Offered in Worship at Broadway Baptist Church, Louisville
December 5, 2010
Rev. Chris Caldwell, Pastor
A note about this prayer: Before offering the prayer, I explained to the congregation that in Eastern expressions of Christianity, visual images are often used as a way to focus during prayer. I then explained the four images forming the foundation of the prayer I was about to offer. The first was an empty manger placed where normally our pulpit rests. The second was an image of angels at the base of our stained glass window behind the pulpit. The third was the images of Jesus at his baptism in the stained glass. The fourth was the image of a dove descending upon Jesus, also depicted in the stained glass. Before offering the prayer, I encouraged congregants to pray with their eyes open if those chose to, or with their eyes closed, and assured them their prayers would be heard either way.
Let us pray
How strange it is, 0 God, to bow before an empty wooden box resting on rickety legs. How daring it is to look for power where there is emptiness.
But this is what we do.
We worship, and we wait.
Waiting as people unaccustomed to mangers, but familiar with emptiness.
We wait as people who know the emptiness of grief, of a place at the table not filled this year.
We wait as people who know the emptiness of illness, of bodies robbed of strength.
We wait as people who know the emptiness that comes from chasing after the thing we know will satisfy, but which does not.
We wait as people who know the emptiness of promises made but not kept.
We come seeking more than emptiness, which is why we find hope in the angels above the manger. Angels come to proclaim the good news of a child who is more than a child, but rather a king, and the good news of a manger that is more than a manger, but rather a throne. Angels come to proclaim Immanuel, God among us.

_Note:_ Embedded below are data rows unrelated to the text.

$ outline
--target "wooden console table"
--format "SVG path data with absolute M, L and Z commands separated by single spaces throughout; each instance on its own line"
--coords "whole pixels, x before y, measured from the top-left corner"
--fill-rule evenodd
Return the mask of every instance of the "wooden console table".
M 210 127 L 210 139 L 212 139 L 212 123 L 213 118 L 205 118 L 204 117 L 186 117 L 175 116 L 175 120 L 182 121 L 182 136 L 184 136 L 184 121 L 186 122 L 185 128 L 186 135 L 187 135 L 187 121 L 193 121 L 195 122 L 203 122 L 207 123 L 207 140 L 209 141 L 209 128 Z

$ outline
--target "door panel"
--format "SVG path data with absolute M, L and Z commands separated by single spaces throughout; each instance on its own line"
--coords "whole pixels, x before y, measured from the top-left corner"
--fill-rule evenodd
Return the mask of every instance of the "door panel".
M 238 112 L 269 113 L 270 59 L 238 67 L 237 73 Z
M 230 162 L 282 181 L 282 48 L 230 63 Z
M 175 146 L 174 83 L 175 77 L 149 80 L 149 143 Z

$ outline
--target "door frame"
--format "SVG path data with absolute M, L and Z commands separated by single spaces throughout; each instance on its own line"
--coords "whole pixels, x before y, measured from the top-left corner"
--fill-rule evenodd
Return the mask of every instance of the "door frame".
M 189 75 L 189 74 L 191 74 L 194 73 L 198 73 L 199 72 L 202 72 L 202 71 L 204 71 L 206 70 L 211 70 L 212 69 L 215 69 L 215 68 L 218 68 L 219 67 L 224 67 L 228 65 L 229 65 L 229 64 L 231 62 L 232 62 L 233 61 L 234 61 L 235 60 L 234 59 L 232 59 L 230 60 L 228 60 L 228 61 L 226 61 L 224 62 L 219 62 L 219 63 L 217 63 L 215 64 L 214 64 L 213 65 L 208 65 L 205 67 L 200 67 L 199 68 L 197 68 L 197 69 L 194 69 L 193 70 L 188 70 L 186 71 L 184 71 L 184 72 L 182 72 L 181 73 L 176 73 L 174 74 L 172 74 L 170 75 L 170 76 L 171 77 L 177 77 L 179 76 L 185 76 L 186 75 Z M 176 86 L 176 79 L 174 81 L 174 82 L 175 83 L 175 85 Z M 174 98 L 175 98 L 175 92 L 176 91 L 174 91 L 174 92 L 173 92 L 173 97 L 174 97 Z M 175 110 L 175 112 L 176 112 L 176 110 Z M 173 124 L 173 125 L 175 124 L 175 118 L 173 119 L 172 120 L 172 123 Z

Send the angels to us, too, Lord. Send them to remind us that "unto us," a child has been born, who is a savior.
Send through them the promise that your Spirit comes first and foremost to the empty places.
But beyond even the angels, help us to see the promise of Christ above them. Show us the faithful Christ, his arms outstretched. Show us Immanuel, God among us, who journeyed from a wooden manger to the seeming emptiness of a wooden cross.
Show us the living Christ, who humbled himself, so that he might be exalted. Show us the living Christ, who emptied himself so that our spirits might be filled.
Forgive us when we settle for empty things. Fill us with the fullness of Christ's love and grace.
And on this Sunday when we light the candle of Peace, may the peace of your Spirit descend upon us even as the it descended upon Christ.
Fill us with your Spirit, Lord.
But forgive us if we settle merely for being receptacles of your Spirit. Help us to be instruments of your peace. Let us not forget the image of the disciples standing behind Christ. Teach us, like them, to follow. And make the circle complete by leading us to empty places and to empty people, so we might do our part to bring there the fullness of your love, and the peace of your Spirit.